だから、寂しくもなかったし、変にいじけることもなかったのだ。

「そう考えれば、お気の毒と言えなくもないですが。そういう育ちだから、全てが許されると思うと大間違いです。なまじ、れっきとした第二皇子である、ということが、今までの我々の枷になっておりました。下手に罰せられない、ということが、ますますアリンダ様を増長させてしまったのです。けれど、おそらく今回は、相応の罰を下されますわよ」

考えると、鬱々としてしまう。
夕星との結婚のためにこの国に来たはずなのに、その前に皇家の者の処断という暗い出来事が横たわっている。
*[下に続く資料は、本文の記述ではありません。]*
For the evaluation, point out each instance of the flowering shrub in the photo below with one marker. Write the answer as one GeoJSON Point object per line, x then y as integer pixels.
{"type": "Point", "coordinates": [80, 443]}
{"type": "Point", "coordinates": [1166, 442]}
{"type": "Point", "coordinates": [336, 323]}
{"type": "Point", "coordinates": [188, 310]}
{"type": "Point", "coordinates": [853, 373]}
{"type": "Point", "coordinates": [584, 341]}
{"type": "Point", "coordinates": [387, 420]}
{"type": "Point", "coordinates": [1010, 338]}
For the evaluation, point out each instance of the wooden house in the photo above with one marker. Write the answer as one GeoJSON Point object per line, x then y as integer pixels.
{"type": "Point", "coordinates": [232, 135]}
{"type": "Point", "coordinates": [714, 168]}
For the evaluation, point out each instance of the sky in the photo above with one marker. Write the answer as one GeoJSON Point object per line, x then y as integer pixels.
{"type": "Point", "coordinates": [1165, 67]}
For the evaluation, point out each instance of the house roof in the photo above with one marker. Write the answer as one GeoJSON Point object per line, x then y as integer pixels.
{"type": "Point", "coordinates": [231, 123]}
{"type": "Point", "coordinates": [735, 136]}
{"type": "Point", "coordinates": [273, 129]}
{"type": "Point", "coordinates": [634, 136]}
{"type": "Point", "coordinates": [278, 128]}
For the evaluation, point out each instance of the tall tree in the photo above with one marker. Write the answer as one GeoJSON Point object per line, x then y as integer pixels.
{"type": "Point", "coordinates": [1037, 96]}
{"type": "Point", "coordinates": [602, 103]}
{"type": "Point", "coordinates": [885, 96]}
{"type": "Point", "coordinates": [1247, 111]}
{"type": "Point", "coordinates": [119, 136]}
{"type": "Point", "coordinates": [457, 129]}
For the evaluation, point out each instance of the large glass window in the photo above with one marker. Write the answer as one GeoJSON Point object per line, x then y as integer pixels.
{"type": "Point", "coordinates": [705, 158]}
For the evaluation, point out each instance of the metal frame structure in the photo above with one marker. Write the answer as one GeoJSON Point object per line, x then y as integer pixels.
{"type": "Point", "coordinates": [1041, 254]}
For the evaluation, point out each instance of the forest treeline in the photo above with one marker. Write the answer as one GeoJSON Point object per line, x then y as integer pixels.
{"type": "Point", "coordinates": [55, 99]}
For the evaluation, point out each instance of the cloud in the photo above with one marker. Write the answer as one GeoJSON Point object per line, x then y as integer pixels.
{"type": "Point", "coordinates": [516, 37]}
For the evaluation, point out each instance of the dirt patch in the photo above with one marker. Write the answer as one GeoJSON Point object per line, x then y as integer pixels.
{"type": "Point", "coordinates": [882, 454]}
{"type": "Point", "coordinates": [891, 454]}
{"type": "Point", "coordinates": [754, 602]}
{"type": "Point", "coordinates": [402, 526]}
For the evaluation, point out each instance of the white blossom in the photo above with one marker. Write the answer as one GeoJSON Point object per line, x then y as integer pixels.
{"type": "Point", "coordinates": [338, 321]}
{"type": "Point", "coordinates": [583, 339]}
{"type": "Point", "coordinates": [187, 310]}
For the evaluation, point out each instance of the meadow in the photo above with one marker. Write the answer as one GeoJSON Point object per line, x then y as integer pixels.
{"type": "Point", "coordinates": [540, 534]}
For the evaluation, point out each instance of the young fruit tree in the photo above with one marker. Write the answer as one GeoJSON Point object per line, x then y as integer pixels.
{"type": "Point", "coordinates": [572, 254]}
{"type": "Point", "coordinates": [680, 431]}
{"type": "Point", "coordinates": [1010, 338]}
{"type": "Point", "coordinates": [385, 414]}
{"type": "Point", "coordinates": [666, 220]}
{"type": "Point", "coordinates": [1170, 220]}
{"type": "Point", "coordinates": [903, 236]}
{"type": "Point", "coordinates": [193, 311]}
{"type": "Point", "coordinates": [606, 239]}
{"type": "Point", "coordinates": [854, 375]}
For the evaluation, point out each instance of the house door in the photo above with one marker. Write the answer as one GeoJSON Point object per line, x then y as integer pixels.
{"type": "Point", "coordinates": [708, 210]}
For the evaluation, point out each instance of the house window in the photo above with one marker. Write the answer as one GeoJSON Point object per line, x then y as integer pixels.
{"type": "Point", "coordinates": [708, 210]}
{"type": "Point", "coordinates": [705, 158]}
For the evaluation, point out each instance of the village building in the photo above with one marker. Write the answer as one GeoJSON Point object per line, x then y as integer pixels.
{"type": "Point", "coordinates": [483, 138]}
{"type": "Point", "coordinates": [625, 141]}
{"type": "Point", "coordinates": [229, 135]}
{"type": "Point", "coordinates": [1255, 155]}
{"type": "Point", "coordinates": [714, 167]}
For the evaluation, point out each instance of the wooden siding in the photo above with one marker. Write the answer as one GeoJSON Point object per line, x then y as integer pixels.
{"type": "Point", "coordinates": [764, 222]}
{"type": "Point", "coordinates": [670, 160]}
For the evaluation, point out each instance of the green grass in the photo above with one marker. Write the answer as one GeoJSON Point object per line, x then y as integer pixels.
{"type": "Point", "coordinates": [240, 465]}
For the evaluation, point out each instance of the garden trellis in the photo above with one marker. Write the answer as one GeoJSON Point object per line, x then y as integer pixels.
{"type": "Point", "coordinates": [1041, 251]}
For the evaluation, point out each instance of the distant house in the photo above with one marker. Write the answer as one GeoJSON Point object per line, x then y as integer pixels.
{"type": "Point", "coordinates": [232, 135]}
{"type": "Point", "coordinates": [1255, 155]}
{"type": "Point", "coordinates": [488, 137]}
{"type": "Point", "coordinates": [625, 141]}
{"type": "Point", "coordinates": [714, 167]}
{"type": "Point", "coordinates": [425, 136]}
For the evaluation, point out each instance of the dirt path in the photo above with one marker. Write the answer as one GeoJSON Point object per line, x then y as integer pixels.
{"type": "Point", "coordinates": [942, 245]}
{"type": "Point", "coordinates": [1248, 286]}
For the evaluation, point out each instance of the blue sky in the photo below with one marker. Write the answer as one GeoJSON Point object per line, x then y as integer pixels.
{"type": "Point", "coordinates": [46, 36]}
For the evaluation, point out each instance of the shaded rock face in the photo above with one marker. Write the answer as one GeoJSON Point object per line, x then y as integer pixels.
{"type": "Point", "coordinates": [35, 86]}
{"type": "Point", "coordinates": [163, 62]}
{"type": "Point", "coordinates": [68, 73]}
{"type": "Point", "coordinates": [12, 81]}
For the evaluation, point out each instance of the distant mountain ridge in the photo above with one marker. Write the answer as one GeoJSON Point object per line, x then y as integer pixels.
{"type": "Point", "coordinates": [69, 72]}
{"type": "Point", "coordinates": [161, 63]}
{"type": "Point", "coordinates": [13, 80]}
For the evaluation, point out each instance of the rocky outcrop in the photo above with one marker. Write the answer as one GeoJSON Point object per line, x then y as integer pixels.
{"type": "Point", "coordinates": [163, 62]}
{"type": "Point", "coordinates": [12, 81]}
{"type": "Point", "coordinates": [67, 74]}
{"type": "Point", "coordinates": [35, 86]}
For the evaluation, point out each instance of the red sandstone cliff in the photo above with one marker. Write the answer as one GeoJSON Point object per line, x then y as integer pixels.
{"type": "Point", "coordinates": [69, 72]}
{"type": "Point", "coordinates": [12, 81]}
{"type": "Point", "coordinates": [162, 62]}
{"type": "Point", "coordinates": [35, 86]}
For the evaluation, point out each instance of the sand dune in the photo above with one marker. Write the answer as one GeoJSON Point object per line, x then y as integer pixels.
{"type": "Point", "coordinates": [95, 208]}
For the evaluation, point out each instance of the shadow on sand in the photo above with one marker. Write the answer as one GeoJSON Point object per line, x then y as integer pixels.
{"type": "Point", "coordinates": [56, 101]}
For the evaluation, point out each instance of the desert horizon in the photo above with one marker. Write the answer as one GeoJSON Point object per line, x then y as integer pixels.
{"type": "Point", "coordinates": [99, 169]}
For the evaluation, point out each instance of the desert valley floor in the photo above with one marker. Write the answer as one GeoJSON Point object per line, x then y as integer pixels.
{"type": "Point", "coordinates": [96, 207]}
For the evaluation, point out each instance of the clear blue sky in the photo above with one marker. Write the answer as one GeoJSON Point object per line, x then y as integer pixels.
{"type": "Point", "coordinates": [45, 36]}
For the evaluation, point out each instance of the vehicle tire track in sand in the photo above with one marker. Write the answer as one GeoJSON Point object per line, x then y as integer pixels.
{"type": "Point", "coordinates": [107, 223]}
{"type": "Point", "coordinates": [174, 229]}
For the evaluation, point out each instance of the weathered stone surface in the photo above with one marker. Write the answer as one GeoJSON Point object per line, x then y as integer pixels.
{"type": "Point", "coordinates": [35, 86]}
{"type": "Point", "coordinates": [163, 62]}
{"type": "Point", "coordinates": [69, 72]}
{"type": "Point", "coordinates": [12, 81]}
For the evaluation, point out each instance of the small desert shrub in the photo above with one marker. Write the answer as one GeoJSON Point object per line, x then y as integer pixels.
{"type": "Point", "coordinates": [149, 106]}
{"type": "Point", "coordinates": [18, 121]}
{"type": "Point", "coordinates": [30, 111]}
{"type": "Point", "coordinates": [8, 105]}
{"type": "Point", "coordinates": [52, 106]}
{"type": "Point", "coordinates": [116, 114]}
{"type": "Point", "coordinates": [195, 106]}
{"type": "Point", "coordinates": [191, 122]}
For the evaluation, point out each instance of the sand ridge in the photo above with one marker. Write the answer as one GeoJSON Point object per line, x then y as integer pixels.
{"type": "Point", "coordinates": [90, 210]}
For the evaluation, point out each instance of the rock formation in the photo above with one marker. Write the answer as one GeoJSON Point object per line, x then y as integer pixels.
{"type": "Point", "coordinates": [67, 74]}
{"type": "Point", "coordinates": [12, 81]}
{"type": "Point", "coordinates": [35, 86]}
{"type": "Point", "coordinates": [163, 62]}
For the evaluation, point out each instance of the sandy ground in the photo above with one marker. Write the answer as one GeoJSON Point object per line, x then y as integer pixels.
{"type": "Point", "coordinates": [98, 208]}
俯いた朱夏を元気づけるように、葵が、ぽんと頭に手を置いた。

「何であれ、今回のことは許されることじゃない。今までのことも含めて、まとめて罰が下るだろう。仕方ないさ。やったことは事実だからね。後は皇帝陛下にお任せして、朱夏はいつも通りに過ごすのが一番だよ。僕も暇を見つけて、近衛隊の訓練に出るようにしよう。うかうかしてたら、もう朱夏の足元にも及ばなくなってしまうからね」

あはは、と明るく笑って、葵は部屋を出ていった。